Did You Know? The average bottle of Champagne contains ninety pounds of pent-up pressure. That’s why it is imperative that you not point the cork end at any person or fragile object while you’re opening. You could do some major damage.
Oxygen can be wine’s evil nemesis. But a little oxygen exposure when you first open a wine—especially a big, tannic wine—softens the wine’s hard edges and makes it palate-friendly faster. Using a decanter to aerate, or let the wine breathe, is a larger-scale version of swirling wine in your glass.

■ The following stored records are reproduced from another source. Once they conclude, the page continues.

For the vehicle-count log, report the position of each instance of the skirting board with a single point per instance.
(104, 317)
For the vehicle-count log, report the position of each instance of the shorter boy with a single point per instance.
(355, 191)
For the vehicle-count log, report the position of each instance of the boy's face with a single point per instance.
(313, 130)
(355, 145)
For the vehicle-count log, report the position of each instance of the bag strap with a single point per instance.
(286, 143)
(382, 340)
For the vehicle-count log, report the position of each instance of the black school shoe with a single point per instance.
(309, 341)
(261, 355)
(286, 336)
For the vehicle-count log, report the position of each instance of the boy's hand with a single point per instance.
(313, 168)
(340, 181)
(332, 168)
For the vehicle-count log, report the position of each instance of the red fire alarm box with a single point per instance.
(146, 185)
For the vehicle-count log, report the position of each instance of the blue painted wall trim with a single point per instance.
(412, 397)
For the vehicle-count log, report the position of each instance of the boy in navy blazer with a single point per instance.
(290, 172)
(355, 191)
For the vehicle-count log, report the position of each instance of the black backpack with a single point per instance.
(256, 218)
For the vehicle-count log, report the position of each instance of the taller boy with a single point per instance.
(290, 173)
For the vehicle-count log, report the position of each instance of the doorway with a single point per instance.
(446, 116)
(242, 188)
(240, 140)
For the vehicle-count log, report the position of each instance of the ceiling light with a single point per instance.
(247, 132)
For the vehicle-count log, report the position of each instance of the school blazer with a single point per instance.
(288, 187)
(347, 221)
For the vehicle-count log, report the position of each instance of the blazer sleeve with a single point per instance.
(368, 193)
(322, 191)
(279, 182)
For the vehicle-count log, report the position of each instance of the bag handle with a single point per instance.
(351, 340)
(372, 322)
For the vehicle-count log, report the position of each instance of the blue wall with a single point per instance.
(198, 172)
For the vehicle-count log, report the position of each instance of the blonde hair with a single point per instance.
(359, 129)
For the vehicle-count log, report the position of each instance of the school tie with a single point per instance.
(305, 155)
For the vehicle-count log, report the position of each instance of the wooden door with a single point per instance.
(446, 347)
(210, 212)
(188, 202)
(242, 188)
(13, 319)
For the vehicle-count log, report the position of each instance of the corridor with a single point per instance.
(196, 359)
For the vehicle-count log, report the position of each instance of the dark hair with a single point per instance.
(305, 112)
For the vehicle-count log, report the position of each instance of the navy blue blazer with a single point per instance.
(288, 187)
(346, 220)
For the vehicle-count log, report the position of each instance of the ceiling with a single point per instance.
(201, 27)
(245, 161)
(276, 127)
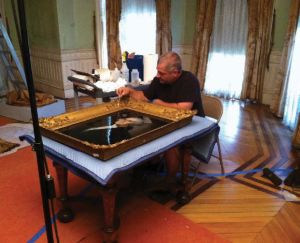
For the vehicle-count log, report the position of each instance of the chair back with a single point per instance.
(213, 106)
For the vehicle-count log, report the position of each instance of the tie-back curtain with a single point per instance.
(113, 15)
(201, 43)
(278, 102)
(163, 26)
(260, 19)
(227, 54)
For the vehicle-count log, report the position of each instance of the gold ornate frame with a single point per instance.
(176, 118)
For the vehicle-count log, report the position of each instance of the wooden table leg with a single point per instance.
(183, 195)
(111, 218)
(65, 214)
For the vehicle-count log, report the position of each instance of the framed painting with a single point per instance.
(109, 129)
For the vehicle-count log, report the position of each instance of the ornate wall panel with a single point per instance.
(51, 68)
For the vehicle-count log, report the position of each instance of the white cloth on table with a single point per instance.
(102, 171)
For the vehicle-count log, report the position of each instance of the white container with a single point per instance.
(115, 74)
(134, 75)
(125, 72)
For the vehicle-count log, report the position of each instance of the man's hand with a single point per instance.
(123, 91)
(180, 105)
(135, 94)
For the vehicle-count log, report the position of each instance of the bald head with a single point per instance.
(171, 61)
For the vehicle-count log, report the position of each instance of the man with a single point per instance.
(171, 87)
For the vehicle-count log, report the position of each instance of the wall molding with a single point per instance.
(51, 68)
(270, 78)
(186, 53)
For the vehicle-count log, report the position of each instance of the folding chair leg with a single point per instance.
(195, 175)
(220, 156)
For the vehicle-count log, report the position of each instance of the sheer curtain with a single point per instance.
(138, 26)
(226, 61)
(292, 103)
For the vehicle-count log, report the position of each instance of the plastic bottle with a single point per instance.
(124, 70)
(115, 74)
(134, 75)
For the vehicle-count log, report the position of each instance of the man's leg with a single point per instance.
(172, 157)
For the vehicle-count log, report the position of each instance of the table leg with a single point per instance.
(65, 214)
(111, 218)
(183, 195)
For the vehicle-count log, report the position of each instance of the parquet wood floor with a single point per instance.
(245, 207)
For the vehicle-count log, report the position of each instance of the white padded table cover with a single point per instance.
(102, 171)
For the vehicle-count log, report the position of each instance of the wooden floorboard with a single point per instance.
(245, 207)
(248, 207)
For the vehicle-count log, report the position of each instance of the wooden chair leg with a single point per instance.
(220, 156)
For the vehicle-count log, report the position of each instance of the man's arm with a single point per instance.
(135, 94)
(180, 105)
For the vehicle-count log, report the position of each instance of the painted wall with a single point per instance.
(76, 24)
(184, 19)
(282, 8)
(42, 24)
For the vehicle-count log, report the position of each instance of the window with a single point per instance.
(292, 102)
(138, 26)
(226, 61)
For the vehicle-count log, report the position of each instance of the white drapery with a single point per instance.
(138, 26)
(292, 102)
(226, 61)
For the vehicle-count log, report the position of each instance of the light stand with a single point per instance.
(38, 144)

It’s a misbelief that simply opening a bottle and letting it sit on the counter is satisfactory to let a wine breathe. Only about a quarter-size surface area is exposed to oxygen when it sits in an open bottle. Instead, use a decanter or other wide-bottomed vessel you can easily pour out of again (a pitcher or vase will do) or pour small pours into wineglasses and start swirling.
Decanting wine might seem ostentatious, a relic of a more formal time, but there are several instances when it really comes in handy.
1. An Unruly Young Red
Young red wines with brawny tannins can really benefit from a few minutes of aeration. Oxygen smooths out the rough edges of the wine, making it taste softer and more seamless when it hits your mouth. Usually about thirty minutes does the trick.
2. A Dirty Old Wine
Over the course of many years, some wines, especially those that are unfiltered, create sediment—dark floating flakes of precipitated tannin and pigment. Although consuming it is harmless, you probably don’t want sediment in your glass because it tastes bitter and clouds up your wine. Grits are good; grit in your wine is not.
Separating wine from sediment is simple. Slowly, carefully, pour wine from the bottle into a decanter. Stop pouring when you start to see sediment, and toss those last few tablespoons of sediment-soaked wine out with the bottle.
3. Warming Up a Too-Cold Red
If a red wine seems a bit too chilly to drink, let it warm up in the decanter for a few minutes.
4. Foreplay
Like lighting candles and putting on just the right music, decanting can set the mood, and will typically invite veneration for a special bottle of vino.